The 22-minute No. 16 "Sun Deluge" is a truly valedictory symphony, summing up all of Langgaard's achievement in a short span. There are blazes of radiant music with great power. There are organ solos. There are abrupt endings. The orchestration takes much from Richard Strauss, returning to the world of Langgaard's first two symphonies. The scherzo is, for the second symphony in a row, just one minute long, and leads into the most unusual feature: a "Punishment Dance"!. I wish Dacapo had included the full booklet notes for each release, to explain why this is here. It's not in a danceable rhythm at all, and it's quite happy in mood, so both parts of the name are baffling.

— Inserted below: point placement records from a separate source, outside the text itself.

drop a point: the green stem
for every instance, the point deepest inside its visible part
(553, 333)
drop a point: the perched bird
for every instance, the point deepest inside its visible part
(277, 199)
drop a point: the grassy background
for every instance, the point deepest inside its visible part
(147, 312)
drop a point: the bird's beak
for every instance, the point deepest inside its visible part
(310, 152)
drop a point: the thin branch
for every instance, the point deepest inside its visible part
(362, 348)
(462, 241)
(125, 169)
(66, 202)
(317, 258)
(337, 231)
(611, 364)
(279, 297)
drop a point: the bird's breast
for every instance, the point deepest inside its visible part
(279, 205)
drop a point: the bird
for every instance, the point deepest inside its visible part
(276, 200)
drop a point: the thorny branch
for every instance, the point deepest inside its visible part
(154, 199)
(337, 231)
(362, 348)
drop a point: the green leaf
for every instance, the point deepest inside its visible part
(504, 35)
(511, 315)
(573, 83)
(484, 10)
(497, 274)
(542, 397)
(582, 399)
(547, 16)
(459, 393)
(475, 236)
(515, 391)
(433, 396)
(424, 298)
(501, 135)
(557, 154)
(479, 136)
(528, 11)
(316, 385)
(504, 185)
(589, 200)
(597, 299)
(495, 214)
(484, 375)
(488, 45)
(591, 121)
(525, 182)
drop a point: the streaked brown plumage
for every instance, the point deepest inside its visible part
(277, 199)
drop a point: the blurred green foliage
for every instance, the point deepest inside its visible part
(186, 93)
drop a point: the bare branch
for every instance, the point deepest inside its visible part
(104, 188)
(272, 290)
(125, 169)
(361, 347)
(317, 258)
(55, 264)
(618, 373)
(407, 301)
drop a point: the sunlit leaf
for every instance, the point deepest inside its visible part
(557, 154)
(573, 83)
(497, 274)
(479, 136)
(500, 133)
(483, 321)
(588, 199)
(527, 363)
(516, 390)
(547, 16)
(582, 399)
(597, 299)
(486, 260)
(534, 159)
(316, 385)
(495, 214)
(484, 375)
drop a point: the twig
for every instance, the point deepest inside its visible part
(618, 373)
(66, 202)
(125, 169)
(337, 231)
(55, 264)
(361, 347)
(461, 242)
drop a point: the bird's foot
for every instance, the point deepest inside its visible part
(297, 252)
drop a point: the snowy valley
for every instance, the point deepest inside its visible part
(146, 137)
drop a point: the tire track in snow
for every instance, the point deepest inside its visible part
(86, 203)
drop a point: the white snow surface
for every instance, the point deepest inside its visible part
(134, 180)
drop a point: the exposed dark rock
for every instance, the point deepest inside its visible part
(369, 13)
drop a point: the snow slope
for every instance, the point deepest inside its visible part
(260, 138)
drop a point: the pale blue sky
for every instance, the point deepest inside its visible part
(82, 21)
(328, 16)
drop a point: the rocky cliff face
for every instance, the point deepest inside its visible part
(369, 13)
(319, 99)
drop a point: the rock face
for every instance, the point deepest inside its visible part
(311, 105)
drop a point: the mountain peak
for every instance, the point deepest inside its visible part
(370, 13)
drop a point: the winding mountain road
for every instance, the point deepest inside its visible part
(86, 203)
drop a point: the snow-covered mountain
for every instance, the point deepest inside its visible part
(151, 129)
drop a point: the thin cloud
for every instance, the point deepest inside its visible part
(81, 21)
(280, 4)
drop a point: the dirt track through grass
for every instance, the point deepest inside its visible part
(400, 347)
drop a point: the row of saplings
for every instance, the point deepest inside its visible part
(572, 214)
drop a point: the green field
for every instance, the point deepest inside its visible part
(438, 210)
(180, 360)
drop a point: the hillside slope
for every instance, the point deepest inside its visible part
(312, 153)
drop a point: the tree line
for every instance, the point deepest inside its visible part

Then we end with a calm, major-key "elegy" and a short, powerful, Straussian finale that brings the cycle to a close. Like many of the earlier symphonies - I should have counted! - this one also includes ringing church bells. This may belong near the top of the Langgaard List but I'd have to listen to the "Punishment Dance" once or twice more to understand why it was included at all.

Brian

I learned something interesting about the 403 Forbidden error there. I tried posting that review with the original posts, then cut out every sentence one by one until I discovered the offending sentence. It was the one that said "The scherzo is..."

Then I discovered the specific issue word by word. It was this: Dance"!. But without the period. When I added a period to make it !. instead of just ! , then the piece successfully published. That was all that was necessary. An added period.

When writing this post, I had the same error in the same situation. ", then !, then space in that order is the problem!!!